Sunday, February 28, 2010

Teaching Sick Sucks...

A bit about me that I don't totally love to talk about is that I do not have the world's greatest health. A lot of the time, I am fine, but when I get sick... I get really sick. This is why they recommend that asthmatics get the flu shot.

I got the flu shot this year- both of them in fact- but I still got the flu. I can probably thank the flu shot for the very short-lived cycle I got; however, when the flu had gone away, I stayed congested. That is unfortunately just how it works with me. I am an asthmatic with bad allergies and thus nasal polyps that prevent my head from doing what it is supposed to do with congestion... as in, clear out.

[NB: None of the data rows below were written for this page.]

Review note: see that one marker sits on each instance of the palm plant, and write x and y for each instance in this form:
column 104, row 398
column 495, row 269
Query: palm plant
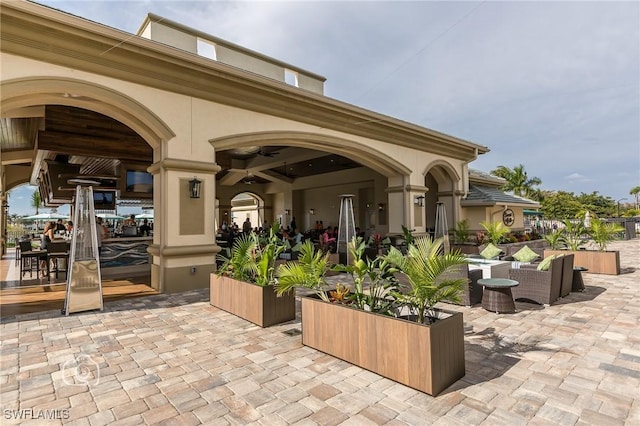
column 517, row 180
column 36, row 202
column 268, row 251
column 575, row 234
column 603, row 233
column 240, row 262
column 378, row 273
column 428, row 272
column 308, row 272
column 496, row 231
column 635, row 191
column 555, row 240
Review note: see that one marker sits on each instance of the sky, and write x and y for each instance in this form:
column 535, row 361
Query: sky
column 554, row 86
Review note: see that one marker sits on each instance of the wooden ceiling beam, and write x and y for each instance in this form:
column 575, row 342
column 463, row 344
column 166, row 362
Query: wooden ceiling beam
column 74, row 144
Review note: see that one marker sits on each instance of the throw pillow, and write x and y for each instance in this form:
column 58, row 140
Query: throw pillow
column 525, row 254
column 490, row 252
column 546, row 263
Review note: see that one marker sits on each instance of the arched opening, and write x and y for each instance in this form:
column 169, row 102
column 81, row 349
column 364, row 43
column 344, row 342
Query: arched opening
column 247, row 210
column 82, row 130
column 442, row 180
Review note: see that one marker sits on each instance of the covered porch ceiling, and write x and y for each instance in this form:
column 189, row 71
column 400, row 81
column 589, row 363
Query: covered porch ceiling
column 99, row 144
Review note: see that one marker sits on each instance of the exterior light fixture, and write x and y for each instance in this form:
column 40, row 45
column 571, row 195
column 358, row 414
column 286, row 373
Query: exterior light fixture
column 194, row 188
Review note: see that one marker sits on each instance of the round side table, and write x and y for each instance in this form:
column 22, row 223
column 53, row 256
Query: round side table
column 497, row 296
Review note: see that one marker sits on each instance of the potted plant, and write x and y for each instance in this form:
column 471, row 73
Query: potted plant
column 399, row 335
column 598, row 261
column 495, row 232
column 244, row 284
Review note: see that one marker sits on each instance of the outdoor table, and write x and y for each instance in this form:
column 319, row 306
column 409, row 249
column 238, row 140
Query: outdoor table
column 578, row 283
column 497, row 296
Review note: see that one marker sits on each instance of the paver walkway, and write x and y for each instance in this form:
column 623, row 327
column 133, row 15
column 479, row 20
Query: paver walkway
column 175, row 359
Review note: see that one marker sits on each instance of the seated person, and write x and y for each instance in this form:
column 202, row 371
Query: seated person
column 131, row 221
column 145, row 229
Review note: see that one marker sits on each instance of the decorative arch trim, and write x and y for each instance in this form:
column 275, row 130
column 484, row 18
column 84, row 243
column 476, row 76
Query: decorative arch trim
column 364, row 154
column 30, row 91
column 447, row 167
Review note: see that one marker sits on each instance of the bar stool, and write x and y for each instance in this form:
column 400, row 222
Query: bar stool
column 28, row 256
column 58, row 250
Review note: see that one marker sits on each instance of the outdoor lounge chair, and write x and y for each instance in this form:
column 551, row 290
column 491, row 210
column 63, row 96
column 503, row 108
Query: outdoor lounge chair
column 542, row 287
column 567, row 274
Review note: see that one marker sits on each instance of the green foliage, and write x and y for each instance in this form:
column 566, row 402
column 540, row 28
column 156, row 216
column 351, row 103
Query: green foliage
column 378, row 273
column 496, row 232
column 461, row 231
column 252, row 259
column 240, row 262
column 426, row 269
column 35, row 200
column 604, row 233
column 308, row 271
column 561, row 205
column 575, row 235
column 635, row 191
column 517, row 180
column 408, row 236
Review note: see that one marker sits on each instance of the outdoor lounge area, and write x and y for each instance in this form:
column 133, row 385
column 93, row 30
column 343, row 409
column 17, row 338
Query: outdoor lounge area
column 175, row 358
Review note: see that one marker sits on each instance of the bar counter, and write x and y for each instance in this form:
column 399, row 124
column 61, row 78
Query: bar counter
column 125, row 256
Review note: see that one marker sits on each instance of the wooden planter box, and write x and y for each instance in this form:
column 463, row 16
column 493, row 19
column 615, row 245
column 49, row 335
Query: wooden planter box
column 597, row 262
column 257, row 304
column 428, row 358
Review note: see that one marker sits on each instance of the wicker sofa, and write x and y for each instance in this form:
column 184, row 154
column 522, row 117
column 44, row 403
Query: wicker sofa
column 542, row 287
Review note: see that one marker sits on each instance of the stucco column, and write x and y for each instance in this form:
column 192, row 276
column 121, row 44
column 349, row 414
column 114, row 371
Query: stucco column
column 3, row 223
column 184, row 247
column 404, row 194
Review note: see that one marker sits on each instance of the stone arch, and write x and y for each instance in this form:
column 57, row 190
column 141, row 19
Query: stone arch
column 443, row 180
column 364, row 154
column 24, row 92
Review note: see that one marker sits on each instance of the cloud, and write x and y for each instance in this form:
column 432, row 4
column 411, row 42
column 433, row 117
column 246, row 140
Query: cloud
column 549, row 85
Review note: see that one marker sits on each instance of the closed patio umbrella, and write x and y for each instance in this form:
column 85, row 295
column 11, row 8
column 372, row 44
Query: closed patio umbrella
column 442, row 229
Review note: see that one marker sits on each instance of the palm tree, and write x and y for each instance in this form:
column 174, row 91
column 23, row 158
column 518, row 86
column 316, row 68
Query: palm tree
column 36, row 202
column 635, row 191
column 517, row 180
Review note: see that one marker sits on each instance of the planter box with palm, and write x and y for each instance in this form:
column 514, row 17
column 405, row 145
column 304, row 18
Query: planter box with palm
column 423, row 350
column 244, row 285
column 598, row 261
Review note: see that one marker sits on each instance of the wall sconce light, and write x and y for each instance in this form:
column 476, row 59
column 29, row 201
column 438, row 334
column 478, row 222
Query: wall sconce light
column 194, row 188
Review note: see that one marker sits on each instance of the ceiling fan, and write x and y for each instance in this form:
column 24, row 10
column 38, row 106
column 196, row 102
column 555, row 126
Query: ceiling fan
column 249, row 179
column 267, row 153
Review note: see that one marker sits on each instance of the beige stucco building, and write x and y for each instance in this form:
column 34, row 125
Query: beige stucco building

So... two days later, the sinus infection kicked in. Sinus infections totally suck. I get several a year. It is like your whole head is just full of this intense pressure, and you could blow your nose and blow your nose over and over again, and it would still keep coming. It is awful. The pressure makes it so hard to think straight, it really makes me a cranky person, and I know I am not as good of a teacher when I am like this.

Then the really crappy part kicks in. I go to the doctor and get an antibiotic. It starts to clear. This SHOULD be the good part, right? It's not, because then it starts to finally loosen up and drain, but that part makes my asthma act up and my bronchials get all inflamed. It's not like a "Help, I'm suffocating," asthma attack, but it is like your chest just constantly being squeezed, and like you can never catch a full breath, and sometimes, I just start coughing and totally can't stop. One can only take so many steroids to make this better. This weekend, urgent care loaned me a nebulizer to take home, and that has been helping, but I can only use it like every few hours. My mom always feels so bad for me (because she is my mom) and said yesterday, "That must be a scary feeling," and at this point, it is not so much scary, because it is not like I am suffocating, but it is just really annoying and makes it hard to focus.

I know this is affecting my teaching. I know because I just started teaching my Holocaust unit, and this is one of my favorite units to teach and I was really excited about all the new stuff I am trying with it this year, but now I am just not feeling enthusiastic. I'm just feeling cranky and ready to move on, but not even for any good reason. I think being sick has a lot to do with it.